The 62-page report, which fine-tunes the city’s interim strategy, released in June, includes 17 recommendations and 71 actions “to advance equity, opportunity and prosperity for all Toronto residents.”

The final report also features 17 measurement tools or “indicators” to track progress on the strategy’s six areas for action, including housing stability, access to services, transit equity, access to healthy food, quality jobs with livable incomes and systemic change.

Indicators include:

The report’s 20-year framework calls on city staff to produce annual work plans and four-year “term action plans.” Progress reports at the end of each year and term of council will hold politicians to account, McConnell said.

“The goal is to make this part of the city’s DNA,” she said. “Staff come and go. Councillors come and go. But poverty continues. So you need to have a framework and a road map that outlives everyone.”

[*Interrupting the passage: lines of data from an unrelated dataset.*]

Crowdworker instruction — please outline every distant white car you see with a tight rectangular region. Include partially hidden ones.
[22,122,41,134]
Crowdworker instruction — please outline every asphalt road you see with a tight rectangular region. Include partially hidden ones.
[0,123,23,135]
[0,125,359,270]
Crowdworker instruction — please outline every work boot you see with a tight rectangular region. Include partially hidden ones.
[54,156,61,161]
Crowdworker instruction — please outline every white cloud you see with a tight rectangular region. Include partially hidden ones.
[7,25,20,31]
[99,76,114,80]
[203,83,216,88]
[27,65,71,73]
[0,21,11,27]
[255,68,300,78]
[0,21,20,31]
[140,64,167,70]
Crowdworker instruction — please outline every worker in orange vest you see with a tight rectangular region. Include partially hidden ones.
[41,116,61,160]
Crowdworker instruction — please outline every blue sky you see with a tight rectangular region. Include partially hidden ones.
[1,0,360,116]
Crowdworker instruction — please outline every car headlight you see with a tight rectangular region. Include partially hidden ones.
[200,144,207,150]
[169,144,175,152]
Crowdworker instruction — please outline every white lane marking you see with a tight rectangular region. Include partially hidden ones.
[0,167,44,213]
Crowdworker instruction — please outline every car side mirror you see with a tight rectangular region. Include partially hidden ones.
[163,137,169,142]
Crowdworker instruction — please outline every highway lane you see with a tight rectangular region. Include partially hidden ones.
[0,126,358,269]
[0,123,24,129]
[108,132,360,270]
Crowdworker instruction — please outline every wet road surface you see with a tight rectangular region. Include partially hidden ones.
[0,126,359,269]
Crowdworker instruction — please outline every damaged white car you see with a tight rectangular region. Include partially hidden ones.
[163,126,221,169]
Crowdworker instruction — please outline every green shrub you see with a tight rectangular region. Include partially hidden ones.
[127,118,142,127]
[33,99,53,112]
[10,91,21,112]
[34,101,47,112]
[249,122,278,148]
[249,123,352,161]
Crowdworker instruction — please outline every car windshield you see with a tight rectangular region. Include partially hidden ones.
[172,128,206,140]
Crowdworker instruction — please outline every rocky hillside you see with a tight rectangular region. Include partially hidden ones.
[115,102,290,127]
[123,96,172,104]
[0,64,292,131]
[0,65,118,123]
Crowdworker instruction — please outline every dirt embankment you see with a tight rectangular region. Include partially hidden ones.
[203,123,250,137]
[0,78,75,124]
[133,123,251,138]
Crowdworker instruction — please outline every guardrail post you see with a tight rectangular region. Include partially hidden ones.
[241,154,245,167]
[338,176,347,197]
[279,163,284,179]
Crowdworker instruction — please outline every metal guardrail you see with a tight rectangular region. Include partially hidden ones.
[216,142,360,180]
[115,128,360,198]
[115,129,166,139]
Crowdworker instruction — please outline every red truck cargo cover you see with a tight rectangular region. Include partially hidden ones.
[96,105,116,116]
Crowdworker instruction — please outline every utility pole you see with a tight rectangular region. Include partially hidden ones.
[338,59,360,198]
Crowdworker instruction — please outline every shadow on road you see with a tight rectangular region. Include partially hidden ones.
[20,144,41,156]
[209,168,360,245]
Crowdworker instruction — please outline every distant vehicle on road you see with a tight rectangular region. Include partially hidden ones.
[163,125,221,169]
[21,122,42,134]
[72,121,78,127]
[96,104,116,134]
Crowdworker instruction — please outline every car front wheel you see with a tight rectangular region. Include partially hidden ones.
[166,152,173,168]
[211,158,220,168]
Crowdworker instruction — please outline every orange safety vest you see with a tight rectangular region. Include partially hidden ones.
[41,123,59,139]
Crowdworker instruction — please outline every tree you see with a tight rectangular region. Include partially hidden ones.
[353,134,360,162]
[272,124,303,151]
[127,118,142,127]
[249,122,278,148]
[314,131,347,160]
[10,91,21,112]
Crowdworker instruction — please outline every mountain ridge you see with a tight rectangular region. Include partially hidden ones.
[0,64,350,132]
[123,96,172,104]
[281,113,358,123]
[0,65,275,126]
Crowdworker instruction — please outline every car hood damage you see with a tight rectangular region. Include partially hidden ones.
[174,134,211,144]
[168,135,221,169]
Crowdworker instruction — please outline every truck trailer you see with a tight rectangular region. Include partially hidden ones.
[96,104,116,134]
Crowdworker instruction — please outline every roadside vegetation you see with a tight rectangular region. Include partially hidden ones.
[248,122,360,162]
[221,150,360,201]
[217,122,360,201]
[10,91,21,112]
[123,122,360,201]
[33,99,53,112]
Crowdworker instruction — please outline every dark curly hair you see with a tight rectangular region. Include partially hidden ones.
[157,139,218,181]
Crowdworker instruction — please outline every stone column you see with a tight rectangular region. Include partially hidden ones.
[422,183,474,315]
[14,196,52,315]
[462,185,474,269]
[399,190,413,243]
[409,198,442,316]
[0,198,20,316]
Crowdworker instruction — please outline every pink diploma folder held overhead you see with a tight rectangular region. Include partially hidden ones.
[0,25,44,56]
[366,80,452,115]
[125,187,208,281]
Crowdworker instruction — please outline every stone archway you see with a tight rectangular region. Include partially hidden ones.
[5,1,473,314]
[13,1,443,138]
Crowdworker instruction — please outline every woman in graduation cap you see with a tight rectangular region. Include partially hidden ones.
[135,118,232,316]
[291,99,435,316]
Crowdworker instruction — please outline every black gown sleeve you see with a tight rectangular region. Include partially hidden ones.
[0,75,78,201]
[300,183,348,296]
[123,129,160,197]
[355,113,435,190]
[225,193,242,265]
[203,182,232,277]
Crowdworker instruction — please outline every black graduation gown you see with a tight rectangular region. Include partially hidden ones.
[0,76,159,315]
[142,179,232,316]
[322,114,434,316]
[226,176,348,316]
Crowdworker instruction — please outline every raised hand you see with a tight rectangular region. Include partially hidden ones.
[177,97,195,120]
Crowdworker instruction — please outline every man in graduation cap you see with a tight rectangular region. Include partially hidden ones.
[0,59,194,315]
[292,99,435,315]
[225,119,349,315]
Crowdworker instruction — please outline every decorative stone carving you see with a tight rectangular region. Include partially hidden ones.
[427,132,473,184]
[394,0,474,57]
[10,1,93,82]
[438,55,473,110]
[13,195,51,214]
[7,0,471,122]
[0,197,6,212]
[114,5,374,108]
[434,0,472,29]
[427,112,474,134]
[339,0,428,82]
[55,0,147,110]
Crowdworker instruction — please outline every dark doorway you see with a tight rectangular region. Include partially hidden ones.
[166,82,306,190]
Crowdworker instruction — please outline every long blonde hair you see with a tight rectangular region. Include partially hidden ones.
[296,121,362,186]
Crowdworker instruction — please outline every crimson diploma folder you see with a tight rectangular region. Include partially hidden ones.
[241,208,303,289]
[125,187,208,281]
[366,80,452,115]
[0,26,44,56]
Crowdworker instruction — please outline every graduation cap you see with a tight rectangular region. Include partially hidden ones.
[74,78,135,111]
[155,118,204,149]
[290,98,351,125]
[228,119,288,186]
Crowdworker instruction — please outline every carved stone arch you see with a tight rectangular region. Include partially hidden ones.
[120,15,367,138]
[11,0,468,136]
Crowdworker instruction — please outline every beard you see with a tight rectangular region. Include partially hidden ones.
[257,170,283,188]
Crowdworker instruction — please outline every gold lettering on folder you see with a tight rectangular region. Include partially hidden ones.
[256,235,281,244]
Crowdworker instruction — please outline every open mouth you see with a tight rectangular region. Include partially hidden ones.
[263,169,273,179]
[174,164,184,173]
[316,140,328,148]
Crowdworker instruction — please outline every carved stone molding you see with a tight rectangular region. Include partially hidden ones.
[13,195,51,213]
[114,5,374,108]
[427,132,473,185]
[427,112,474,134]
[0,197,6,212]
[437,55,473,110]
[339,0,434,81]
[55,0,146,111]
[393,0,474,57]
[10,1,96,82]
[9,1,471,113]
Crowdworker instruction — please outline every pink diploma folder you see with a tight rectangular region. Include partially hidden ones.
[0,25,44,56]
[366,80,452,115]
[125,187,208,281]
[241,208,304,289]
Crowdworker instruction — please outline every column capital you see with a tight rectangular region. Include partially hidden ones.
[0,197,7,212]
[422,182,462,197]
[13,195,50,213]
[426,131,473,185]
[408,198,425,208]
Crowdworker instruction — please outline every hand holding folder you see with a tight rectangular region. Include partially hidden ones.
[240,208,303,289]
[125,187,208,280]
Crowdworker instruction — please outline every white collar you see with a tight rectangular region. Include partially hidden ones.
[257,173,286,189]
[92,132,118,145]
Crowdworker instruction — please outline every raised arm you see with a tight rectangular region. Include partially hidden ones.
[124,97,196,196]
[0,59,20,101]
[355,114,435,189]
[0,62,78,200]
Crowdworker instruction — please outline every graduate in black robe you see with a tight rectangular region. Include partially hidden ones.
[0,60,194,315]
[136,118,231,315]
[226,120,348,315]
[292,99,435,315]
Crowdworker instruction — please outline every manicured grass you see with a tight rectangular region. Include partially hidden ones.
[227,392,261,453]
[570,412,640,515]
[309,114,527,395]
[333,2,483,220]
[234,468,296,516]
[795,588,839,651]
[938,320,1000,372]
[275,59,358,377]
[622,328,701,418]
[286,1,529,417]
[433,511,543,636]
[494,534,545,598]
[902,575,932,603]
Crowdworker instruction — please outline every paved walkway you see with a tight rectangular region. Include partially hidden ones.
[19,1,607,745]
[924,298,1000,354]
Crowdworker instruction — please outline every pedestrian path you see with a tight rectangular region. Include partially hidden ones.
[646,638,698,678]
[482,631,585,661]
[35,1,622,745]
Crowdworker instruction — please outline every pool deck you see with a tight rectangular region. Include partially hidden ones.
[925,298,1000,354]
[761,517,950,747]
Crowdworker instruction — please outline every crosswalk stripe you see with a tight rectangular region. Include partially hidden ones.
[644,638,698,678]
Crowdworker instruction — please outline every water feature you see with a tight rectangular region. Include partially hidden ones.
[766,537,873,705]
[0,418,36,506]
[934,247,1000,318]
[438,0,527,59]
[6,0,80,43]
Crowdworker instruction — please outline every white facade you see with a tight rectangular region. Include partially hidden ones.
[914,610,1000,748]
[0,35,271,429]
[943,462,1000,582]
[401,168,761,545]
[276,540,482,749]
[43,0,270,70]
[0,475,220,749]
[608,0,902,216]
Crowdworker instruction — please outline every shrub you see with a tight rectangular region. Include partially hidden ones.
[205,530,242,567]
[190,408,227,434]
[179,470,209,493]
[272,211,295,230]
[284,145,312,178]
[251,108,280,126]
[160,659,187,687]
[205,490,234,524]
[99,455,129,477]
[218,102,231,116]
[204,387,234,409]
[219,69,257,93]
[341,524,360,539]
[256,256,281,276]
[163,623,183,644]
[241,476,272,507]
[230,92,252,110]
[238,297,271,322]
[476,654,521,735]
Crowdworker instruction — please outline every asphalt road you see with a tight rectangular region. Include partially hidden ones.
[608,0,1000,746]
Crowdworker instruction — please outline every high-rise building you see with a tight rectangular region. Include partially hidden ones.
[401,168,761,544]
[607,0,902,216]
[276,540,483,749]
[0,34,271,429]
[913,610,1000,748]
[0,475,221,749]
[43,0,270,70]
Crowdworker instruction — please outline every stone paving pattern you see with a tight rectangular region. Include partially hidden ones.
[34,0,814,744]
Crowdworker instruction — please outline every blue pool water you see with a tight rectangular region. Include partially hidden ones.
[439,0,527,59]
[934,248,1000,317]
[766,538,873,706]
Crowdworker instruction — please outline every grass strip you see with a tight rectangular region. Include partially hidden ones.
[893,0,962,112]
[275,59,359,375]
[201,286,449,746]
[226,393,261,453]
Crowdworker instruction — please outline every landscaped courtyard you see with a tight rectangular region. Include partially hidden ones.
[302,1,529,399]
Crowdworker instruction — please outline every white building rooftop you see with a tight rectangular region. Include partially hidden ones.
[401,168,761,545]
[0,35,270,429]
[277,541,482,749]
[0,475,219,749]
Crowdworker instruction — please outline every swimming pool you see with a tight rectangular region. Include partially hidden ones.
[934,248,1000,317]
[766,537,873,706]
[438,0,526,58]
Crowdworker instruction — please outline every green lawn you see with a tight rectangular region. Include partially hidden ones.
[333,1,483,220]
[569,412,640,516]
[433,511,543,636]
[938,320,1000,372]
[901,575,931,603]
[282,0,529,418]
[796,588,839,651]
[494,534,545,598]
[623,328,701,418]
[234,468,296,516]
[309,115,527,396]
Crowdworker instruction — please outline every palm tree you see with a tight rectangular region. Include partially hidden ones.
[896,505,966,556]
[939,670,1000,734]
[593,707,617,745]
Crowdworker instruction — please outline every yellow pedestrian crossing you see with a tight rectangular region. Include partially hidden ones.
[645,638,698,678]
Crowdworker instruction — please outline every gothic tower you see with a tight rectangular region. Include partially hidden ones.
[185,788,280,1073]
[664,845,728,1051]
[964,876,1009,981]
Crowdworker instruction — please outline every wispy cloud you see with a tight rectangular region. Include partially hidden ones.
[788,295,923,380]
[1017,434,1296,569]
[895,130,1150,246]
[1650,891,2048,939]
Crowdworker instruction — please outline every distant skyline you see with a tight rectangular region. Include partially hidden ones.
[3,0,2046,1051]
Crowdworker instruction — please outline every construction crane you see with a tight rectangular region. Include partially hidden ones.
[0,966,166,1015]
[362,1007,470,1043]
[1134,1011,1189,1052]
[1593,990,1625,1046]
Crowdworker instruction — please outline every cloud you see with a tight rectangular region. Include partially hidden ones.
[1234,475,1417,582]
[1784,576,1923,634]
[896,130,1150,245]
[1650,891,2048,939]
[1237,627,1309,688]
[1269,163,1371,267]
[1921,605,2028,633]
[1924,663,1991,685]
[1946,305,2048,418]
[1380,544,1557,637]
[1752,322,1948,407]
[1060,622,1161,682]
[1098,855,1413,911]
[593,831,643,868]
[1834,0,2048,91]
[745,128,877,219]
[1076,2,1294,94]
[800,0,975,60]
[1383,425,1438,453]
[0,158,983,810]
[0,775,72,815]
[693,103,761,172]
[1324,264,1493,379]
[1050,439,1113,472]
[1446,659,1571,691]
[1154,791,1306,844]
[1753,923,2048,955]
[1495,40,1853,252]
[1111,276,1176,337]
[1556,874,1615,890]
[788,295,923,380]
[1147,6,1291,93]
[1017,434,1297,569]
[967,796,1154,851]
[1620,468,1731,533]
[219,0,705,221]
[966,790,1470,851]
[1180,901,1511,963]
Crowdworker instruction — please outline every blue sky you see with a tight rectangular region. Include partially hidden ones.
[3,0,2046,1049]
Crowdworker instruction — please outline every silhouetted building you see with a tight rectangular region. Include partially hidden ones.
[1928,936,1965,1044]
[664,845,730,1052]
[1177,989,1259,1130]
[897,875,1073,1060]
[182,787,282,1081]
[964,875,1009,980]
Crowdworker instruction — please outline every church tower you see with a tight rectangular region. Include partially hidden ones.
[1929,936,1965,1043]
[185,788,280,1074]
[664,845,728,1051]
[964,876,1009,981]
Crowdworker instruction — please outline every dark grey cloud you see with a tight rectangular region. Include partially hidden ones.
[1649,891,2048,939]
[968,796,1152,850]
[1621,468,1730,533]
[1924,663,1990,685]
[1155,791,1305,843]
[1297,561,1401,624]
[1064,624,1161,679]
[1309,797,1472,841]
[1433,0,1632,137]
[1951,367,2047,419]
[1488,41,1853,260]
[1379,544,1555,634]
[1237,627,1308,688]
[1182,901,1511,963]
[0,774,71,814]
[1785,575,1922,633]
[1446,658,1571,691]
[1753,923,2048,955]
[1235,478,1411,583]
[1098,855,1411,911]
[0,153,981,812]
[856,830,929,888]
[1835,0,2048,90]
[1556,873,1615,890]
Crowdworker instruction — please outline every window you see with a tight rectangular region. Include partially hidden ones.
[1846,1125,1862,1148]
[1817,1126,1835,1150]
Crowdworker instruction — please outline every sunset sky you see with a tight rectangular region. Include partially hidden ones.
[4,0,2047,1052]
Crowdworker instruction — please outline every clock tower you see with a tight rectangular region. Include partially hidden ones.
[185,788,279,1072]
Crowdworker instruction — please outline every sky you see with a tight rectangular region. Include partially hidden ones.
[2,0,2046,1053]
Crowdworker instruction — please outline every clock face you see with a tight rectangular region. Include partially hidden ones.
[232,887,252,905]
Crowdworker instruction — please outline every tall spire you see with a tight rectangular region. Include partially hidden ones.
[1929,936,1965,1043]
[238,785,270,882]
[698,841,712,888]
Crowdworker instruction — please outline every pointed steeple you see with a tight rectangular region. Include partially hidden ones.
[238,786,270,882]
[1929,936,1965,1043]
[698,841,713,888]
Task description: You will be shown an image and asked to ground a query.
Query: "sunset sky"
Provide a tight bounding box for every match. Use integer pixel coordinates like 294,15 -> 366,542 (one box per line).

The report also recommends the creation of an “accountability table” to help monitor the strategy’s implementation and effectiveness. Membership would be drawn from community groups, residents, business, labour, academia, funding institutions as well as individuals living in poverty.

McConnell praised “the thousands” of community members living in poverty who helped craft the plan during more than 100 meetings and through more than 600 online questionnaires over the past year.

“That’s a dialogue we need to continue to foster,” she said. “The people who are the experts in poverty are really the people who have lived it.”